There is a part of the HTML spec that recommends what browsers should include in their built-in stylesheets. For elements with the hidden atribute, it prescribes using display: none. Interestingly, this means hidden elements are treated the same as elements like head, script and title: not displayed (not usually, anyway).

Most browsers do this, but it takes little effort to set it explicitly in your CSS:

[hidden] { display: none; }

It then works not only in browsers that have the above lines in their built-in stylesheet, but also in all others (that understand attribute selectors). I would recommend doing this. By default, most browsers also set elements with hidden="false" to display: none, so when something should no longer be hidden, best just remove the attribute, rather than changing its value.

aria-hidden vs hidden

There is also a aria-hidden attribute. It differs in default behaviour: an element with aria-hidden is hidden from (just) screen readers, an element with hidden is hidden from all modalities, including screen readers.

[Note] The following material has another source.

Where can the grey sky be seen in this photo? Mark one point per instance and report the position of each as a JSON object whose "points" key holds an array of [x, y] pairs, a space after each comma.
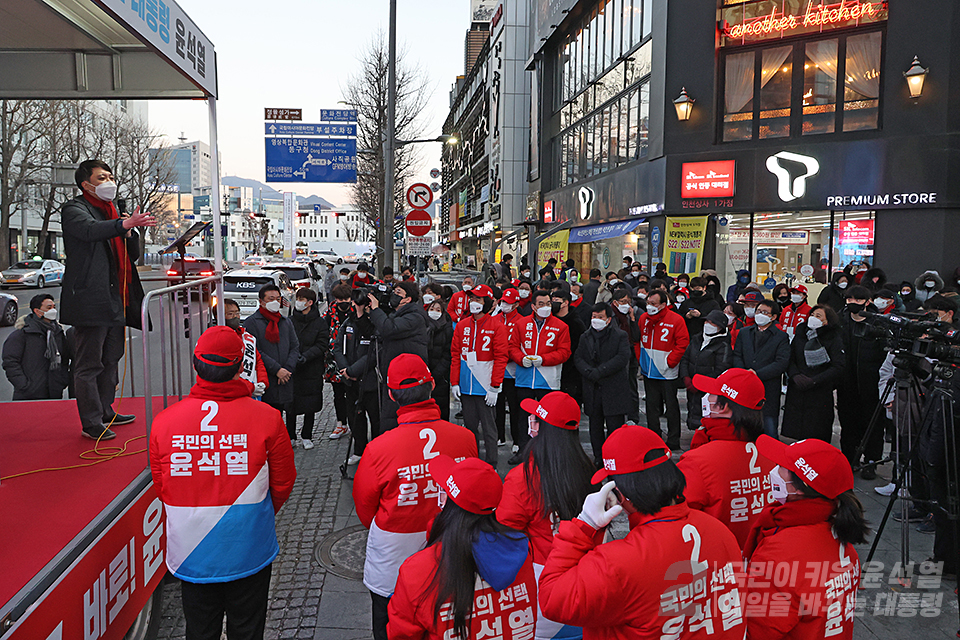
{"points": [[299, 54]]}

Their default visibility seems to be the only difference, as both attributes will take the element out of the accessibility tree.

If you want nobody to be able to interact with a part of your page, I would recommend using the hidden attribute. This also follows the first rule of ARIA: “Don’t use ARIA if there is a native HTML alternative”. In any case, best don’t use both at the same time, as that approach is known to cause conflicts.

Hiding with attributes vs hiding with CSS

Is invisibility not just a visual thing, you might wonder? Why bother with an attribute if all the browser does is use CSS anyway?

In addition to it being a visual thing, hidden content is also a semantic thing. It describes not just what something looks like, it describes the thing’s meaning within the page structure. Therefore, it still makes sense to use the attribute over the styling.